Exodus Foundation’s literacy centres are making a difference for every child.

In the 1990s, the Rev. Bill Crews grew frustrated at picking up homeless kids and having nowhere to send them for schooling.

In its early days, the Exodus Foundation at Ashfield was caring for up to 50 kids a night and their futures sat heavily on his mind.

“The average age of these kids would be somewhere around 13 or 14,” he told Insights.

“We would house them and look after them but I found that it was often impossible to get them back to school. We’d get them all scrubbed up and ready and drop them off but within hours found they were back with us because they simply didn’t fit into the school system.”

Instead of giving up on the system, he decided to build his own.

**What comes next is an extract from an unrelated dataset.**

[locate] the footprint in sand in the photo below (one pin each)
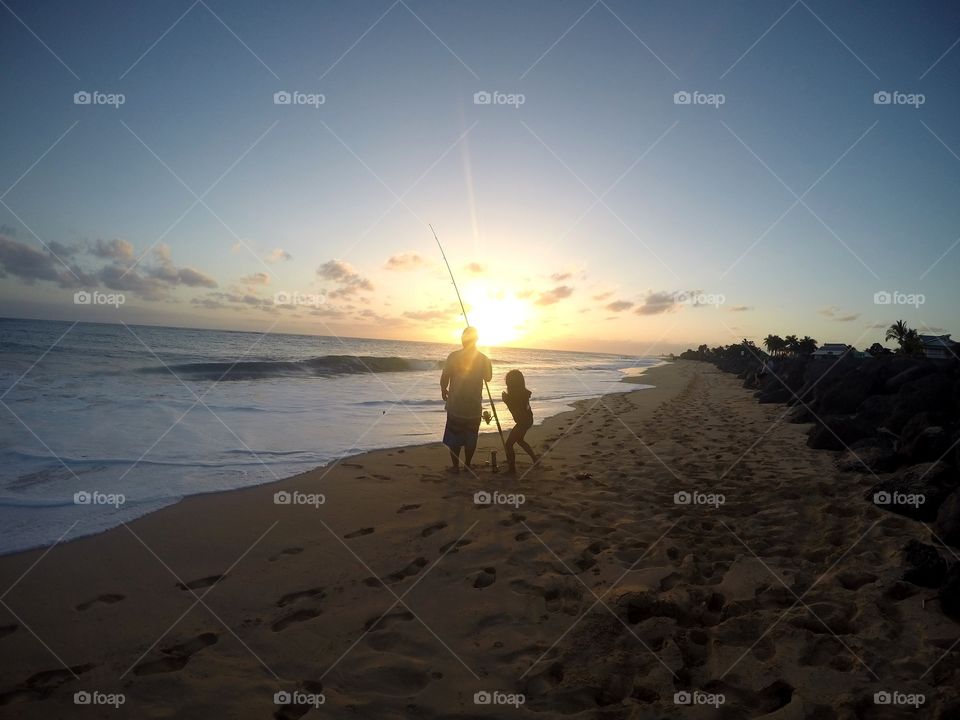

This year the Exodus Literacy Tuition Centres (situated in Sydney’s Ashfield and Redfern as well as in four Darwin areas) celebrated the graduation of their 1,500th child.

It has cost $20 million so far to but they estimate a saving of around $550 million to society from decreased welfare dependence and prison time.

The journey began with Mr Crews’ search for an education program that could prove its benefit in statistics. At Macquarie University’s School of Special Education he found exactly what he was looking for — even though the program devised by Professor Kevin Wheldall was not in the form he anticipated.

The program wasn’t the school for homeless kids he’d originally envisioned but rather a method of preventing homelessness.

Mr Crews determined to take the poorest, most disadvantaged kids from disadvantaged schools, kids who were behind in their schoolwork, and offer them a reason to stay.

According to Glenys O’Riley, Exodus Foundation’s National Education Manager, teaching behaviours that are conducive to good learning can be just as important as the lessons on literacy skills like fluency, spelling, reading and grammar.

“Teachers here pass on skills like having the courage to handle making mistakes,” she said.

“When the kids come in — especially the older ones — they are experts at avoiding tasks. Using positive teaching, we shape positive methods for learning.”

Children receive encouragement for literacy progression and achievement and also for mastering good learning behaviours such as paying attention, listening and folding arms.

On any given weekday around 30 children sit divided into small and specific skill level groups in the Ashfield Exodus Literacy Centre, located near the Uniting Church’s Ashfield Parish Mission.

MULITLIT (Making Up for Lost Time In Literacy for kids aged 4 and up) lessons take place within a colourful and welcoming classroom.

To enrol, children must be at least two years behind the reading age of their peers, but some have no reading ability at all. They then spend three hours per day for 18 weeks in lessons minutely tailored to their ability across various skills.

There is no single reason why children fall behind, said Ms O’Riley. Sometimes a teaching style is not suitable; some children do not know how to behave in class or they have not been taught to focus.

They may be from a non-English speaking background or they may have been sick or experiencing problems at home during key literacy lessons that are not repeated later in schooling.

“Basically they’re not coping in the classroom,” said Ms O’Riley. “They can’t read. And by the time you are in years 4, 5 and 6 everything is based on reading and writing.”

The Literacy Centres aim to aid the children to prove to themselves that they can progress if they put in effort and learn to compete against themselves and not others.

“That’s very powerful because if you keep comparing yourself to others you are always going to feel disappointed,” said Ms O’Riley. “But not if you set goals to better yourself.

“If they can take that away and bring it back to their usual classrooms, we’ve done our job.”

The feedback from parents is frequently heart warming.

“It has a repercussion not only in their academic life but on their social life at home as well,” Ms O’Riley said. “They are more motivated. Parents see how their child now believes in their ability to achieve. It’s not only about them having higher self esteem, it’s about them saying, ‘I know I can do this and I know that if there is a problem I can find a way forward.’”

There is also a spin-off from that in their relationships with siblings, parents and teachers.

One memorable example of the Centres’ rippling positive effect came during the 2011 mid-year graduation ceremony when a shy father of 11 celebrated his son’s achievement by doing a haka-like dance of thanks.

An accident had left the man with the use of only one eye and significant damage to one foot that affected his ability to work. During his son’s time at the Literacy Centre, his improved skills had in turn inspired the father to improve his own reading to the point where he now reads the Australian every day.

One former student is currently undertaking a PhD and has returned to the Centre to work as a volunteer, but Ms O’Riley believes achievements needn’t be that grand to be impressive.

She’s also happy when she sees that literacy assistance has helped students find and settle into stable or full-time work when they finished school.

Pre- and post-testing shows the centres succeed in bridging the entire literacy gap for many students. Their main aim, however, is to bring everyone up to a functional level, which is a reading age of ten-and-a-half — allowing people to read the paper or Harry Potter.

Each child Ms O’Riley works with teaches her something in return.

“You feel like you are actually making such a difference for every child. You can change their whole perception of their ability to achieve plus you are ensuring they get those skills.

“And we know how to do it because that is all we do: we teach the skills of reading and related literacy. I’ve been doing it for so long now. Having said that, every child teaches me how to be a better teacher.”